Libby May’s 62 goals were on par with her 2022 performance, but nagging injuries limited Hannah Leubecker, adding salt to the wound of Cordingley’s departure.
A healthy Leubecker is a spark plug for the Terps, who missed her dodging ability and deep range. Her injuries forced players to play outside of their strengths and as dodging threats, even if that wasn’t their strong suit. May, who’s more of a catch-and-shoot cutter, was a prime example.
“All of our players are good at different things and we need to set each other up for success by putting them in the right spots,” Reese said.
Maryland found its groove after the losses to James Madison and Denver and won nine straight. The Terps scored at least 13 goals in each game while shooting 49 percent across the stretch.
Part of that was due to freshman midfielder Kori Edmondson’s emergence. The nation’s top-recruit recorded six consecutive hat tricks and notched three goals or more in seven of Maryland’s nine consecutive wins.
After convincing wins over then-No. 22 Rutgers, and then-No. 15 Michigan, Reese faced a threat of her first home conference loss as Maryland’s head coach from Johns Hopkins. Again, the Terps blew an early lead. Their five-goal advantage washed away in the third quarter.
Edmondson was the hero, hitting the dagger that extended Maryland’s winning streak.
Clevenger missed that game because of a family emergency and was listed as a game-time decision against Ohio State three days later.
Clevenger didn’t just play — she put on the best performance of her career.
The All-American broke the Terps’ single-game assist program record, dishing out eight in the winning effort. Her mom, Elizabeth “Ish” Clevenger, died the next morning after a years-long battle with breast cancer.

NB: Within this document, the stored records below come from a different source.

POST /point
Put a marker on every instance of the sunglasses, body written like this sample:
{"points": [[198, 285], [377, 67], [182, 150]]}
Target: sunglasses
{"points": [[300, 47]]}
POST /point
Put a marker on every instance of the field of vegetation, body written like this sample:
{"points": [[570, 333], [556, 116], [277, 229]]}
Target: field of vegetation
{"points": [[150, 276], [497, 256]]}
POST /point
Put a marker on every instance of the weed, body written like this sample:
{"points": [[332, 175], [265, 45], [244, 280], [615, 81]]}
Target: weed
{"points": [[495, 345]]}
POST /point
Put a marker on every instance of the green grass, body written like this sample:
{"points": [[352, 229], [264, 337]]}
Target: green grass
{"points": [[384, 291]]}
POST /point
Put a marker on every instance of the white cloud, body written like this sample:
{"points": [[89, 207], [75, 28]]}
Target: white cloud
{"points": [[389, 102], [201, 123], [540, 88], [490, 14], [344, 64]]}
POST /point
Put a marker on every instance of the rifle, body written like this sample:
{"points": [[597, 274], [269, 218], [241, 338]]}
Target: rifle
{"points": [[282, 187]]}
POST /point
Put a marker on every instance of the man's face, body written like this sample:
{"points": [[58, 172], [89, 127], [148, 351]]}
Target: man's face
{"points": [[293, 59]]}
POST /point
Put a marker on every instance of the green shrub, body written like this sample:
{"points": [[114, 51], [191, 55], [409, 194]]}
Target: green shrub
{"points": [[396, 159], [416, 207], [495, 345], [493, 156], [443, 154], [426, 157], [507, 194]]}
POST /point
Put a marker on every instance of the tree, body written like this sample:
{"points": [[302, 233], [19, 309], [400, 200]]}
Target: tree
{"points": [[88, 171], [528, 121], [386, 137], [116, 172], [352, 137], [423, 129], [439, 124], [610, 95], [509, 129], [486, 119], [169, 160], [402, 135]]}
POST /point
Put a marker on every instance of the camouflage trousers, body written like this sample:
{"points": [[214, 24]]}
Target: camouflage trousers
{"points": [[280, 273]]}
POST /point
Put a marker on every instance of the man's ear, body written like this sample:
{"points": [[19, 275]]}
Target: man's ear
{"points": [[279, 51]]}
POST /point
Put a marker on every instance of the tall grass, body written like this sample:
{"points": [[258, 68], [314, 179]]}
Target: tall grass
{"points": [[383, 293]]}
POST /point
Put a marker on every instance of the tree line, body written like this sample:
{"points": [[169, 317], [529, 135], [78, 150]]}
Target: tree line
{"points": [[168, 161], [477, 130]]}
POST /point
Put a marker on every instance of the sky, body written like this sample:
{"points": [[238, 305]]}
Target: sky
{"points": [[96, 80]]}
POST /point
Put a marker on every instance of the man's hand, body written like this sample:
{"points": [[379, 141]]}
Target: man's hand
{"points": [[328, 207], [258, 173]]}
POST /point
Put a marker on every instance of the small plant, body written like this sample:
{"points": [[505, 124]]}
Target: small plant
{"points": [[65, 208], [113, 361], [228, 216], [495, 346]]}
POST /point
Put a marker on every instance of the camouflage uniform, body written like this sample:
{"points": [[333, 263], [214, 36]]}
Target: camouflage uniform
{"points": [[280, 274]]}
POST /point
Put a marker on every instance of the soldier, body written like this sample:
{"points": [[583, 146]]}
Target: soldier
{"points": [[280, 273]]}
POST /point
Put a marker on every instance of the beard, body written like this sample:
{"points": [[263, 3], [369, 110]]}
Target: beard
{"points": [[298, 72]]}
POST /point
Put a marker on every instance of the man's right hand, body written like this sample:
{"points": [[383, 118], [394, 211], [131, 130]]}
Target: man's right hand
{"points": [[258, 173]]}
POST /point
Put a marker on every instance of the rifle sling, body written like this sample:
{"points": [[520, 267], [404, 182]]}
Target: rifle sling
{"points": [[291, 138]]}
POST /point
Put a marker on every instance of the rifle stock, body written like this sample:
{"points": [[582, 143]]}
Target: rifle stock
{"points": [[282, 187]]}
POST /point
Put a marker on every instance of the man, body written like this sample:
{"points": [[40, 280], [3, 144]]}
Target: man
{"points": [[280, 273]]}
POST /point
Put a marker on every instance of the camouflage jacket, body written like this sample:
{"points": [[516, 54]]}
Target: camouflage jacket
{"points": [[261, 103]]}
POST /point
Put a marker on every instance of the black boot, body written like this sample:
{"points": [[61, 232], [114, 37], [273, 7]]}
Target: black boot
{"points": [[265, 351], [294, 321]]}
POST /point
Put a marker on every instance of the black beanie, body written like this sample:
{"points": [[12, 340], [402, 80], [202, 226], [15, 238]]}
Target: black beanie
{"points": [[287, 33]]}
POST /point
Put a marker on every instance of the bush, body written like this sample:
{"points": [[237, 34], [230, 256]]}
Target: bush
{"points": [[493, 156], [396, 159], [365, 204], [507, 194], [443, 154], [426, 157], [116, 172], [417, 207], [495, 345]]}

“It was a tough night for us, obviously a tough week,” Reese said after Maryland’s game the following week at Penn State. “It’s been a long, emotional week, but here we are, and we got a lot to learn from this game and make some changes.”
Those individual offensive performances helped the Terps string together their nine-game midseason winning streak, but their momentum came to a halt in that 12-7 loss to then-No. 18 Penn State. Maryland went 3-4 in its final seven games and the attack struggled, scoring 10.4 goals per contest on 35.4 percent shooting.

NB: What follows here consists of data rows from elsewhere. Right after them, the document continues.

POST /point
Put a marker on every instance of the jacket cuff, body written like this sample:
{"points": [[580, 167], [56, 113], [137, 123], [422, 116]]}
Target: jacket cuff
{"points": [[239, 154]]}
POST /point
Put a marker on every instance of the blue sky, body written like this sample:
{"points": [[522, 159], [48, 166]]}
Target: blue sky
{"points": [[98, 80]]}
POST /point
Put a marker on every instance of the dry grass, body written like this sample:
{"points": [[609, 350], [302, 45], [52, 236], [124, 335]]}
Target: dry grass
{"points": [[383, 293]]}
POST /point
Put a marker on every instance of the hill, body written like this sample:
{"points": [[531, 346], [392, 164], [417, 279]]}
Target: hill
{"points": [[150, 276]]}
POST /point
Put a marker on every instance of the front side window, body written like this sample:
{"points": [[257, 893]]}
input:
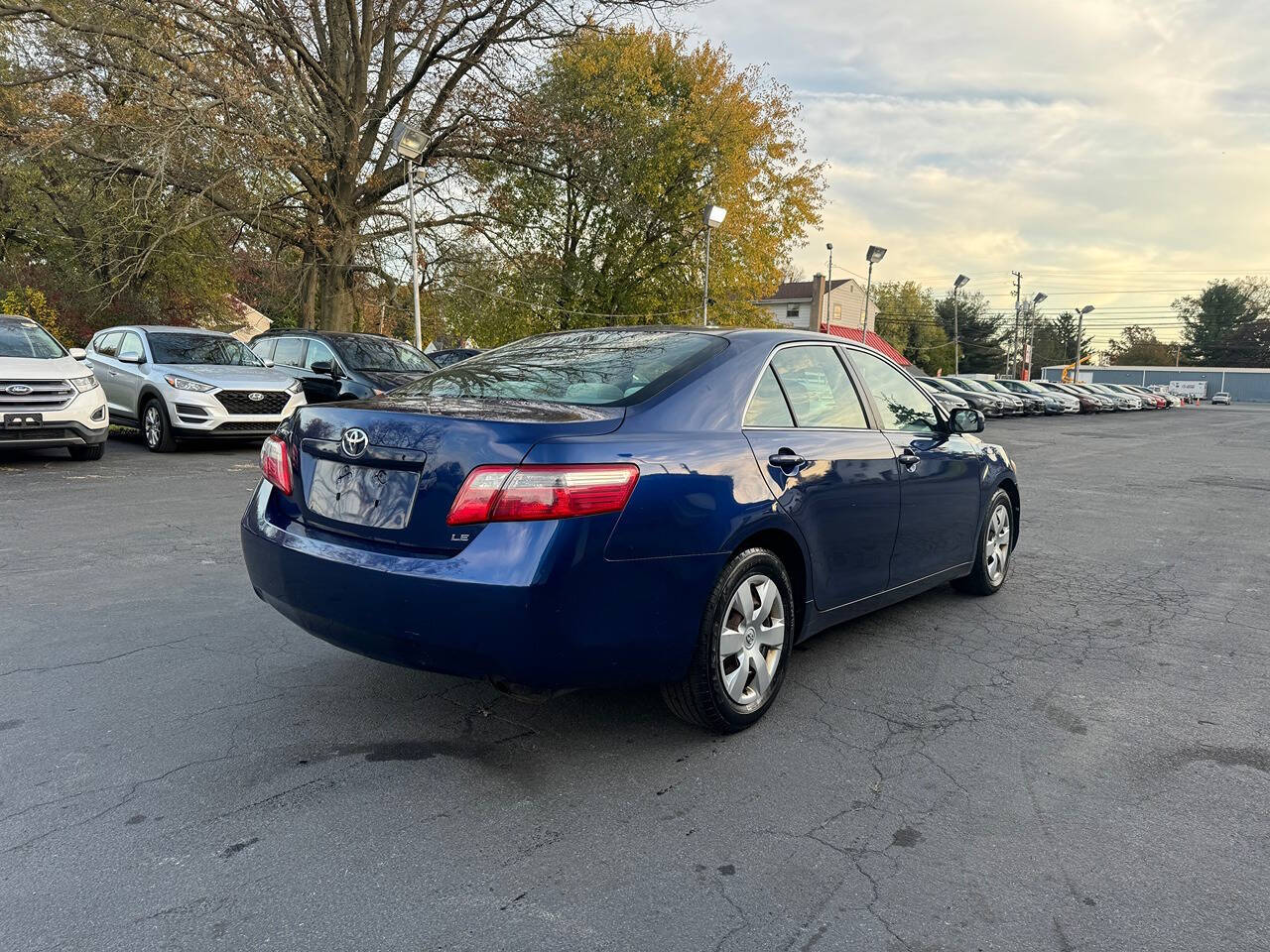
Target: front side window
{"points": [[818, 388], [130, 347], [590, 367], [22, 336], [202, 348], [318, 353], [290, 352], [380, 354], [767, 408], [108, 344], [901, 404]]}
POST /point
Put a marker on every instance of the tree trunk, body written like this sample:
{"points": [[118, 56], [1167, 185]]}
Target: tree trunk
{"points": [[335, 275]]}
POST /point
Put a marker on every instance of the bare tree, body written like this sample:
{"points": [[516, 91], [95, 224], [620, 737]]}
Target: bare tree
{"points": [[276, 113]]}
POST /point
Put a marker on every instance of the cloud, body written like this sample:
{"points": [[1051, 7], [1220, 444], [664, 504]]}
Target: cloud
{"points": [[1111, 150]]}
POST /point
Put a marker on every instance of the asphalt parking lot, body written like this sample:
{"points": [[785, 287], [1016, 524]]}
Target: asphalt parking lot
{"points": [[1079, 763]]}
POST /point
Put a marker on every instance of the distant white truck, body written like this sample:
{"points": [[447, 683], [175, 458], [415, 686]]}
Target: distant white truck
{"points": [[1196, 389]]}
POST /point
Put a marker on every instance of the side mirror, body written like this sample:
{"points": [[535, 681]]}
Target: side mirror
{"points": [[965, 420]]}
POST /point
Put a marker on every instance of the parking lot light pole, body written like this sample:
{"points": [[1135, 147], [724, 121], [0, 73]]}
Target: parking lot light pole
{"points": [[961, 281], [1080, 327], [409, 144], [873, 255], [712, 217]]}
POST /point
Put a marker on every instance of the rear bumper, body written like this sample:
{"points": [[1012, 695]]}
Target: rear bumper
{"points": [[531, 603]]}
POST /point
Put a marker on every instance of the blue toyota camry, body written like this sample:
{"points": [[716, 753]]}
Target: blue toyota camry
{"points": [[652, 506]]}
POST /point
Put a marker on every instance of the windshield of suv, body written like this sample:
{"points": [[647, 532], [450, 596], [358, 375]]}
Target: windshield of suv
{"points": [[371, 353], [22, 336], [202, 348], [593, 367]]}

Consistency issues throughout 2023, and eventually in its season-ending loss, led to an early exit for Maryland women’s lacrosse.
Whether it was playing a complete 60 minutes, performing well on both sides of the field or struggling to finish opportunities, Maryland never ‘put it together’ as Reese hoped. Consequently, its top-ranked win came in February instead of May, and the Terps’ hopes of a deep postseason run ended abruptly.